Discussion au boulot l'autre jour sur la question : "droit de blocage = droit de dénier le droit de travailler des autres"...

En fait, si les étudiants qui voulaient crier haut et fort que le CPE était une saloperie à jeter à la poubelle s'étaient contentés, comme le suggérait une de mes collègues juriste, de sécher les cours, ils n'auraient pas été visibles en tant que revendicateurs, ils auraient juste mis leur année d'études en péril - ce dont le gouvernement se fout comme de sa première chemise. DONC ils se devaient de faire de gêner le plus de monde possible, etc. C'est aussi bête que ça.

D'ailleurs cette raison-là est si sûre d'elle-même que les raisons apportées pour la contredire ont toutes été dénoncées comme il se doit.

  • D'abord l'histoire de la majorité silencieuse qui manifestait... Je t'ai déjà fait part, fidèle lecteur, de ce que cela m'inspirait.
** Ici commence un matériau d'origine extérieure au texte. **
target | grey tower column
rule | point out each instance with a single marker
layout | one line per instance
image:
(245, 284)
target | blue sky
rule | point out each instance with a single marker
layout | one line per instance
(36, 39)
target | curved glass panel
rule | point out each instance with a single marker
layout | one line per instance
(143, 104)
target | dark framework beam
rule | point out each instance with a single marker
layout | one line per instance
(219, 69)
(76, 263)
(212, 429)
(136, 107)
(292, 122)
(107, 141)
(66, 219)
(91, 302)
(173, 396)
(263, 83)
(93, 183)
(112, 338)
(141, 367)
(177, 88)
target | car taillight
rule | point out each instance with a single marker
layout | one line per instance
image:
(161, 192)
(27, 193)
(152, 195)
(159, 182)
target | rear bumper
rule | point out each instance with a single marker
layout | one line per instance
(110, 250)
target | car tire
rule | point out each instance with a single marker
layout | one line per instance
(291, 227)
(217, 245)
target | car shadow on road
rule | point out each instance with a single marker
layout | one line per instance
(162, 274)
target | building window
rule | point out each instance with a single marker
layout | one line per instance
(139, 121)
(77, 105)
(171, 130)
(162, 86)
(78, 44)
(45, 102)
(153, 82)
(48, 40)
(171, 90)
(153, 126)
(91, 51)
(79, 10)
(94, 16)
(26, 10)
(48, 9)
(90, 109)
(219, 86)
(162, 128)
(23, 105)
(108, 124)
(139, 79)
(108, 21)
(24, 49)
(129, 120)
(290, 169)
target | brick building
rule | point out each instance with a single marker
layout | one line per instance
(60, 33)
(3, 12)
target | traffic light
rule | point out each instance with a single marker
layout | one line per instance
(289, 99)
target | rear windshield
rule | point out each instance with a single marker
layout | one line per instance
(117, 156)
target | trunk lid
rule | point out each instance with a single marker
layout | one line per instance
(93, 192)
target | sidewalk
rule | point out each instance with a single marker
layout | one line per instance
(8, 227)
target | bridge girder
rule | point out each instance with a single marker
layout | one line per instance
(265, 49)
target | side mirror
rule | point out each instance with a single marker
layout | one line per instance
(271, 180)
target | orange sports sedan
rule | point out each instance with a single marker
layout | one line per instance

  • Ensuite, il semble que l'atteinte au principe de continuité des services publics ne soit pas une atteinte à une liberté fondamentale. En l'espèce, si, "à la suite de l'adoption par le législateur des dispositions instituant le contrat de première embauche dit « CPE », les enseignements délivrés à l'institut d'études politiques de Lille ne peuvent être normalement dispensés (...) en raison du blocage des accès par certaines personnes", les "perturbations ainsi constatées dans le fonctionnement du service public de l'enseignement ne constituent pas une atteinte à une « liberté fondamentale » dont la sauvegarde est susceptible de donner lieu au prononcé de mesures sur le fondement de l'article L. 521-2 du Code de justice administrative". C'est ce que stipule un récent texte du juge des référés du tribunal administratif de Lille [TA Lille, ord. réf., 17 mars 2006, n° 0601600, Darmanin - je cite d'après www.lexisnexis.fr].
    On peut lire une première plainte de sieur Darmanin (8 mars) sur Indymedia Lille. Plainte déboutée (le 13 mars). Il avait remis le couvert, et s'est vu offrir le même dessert.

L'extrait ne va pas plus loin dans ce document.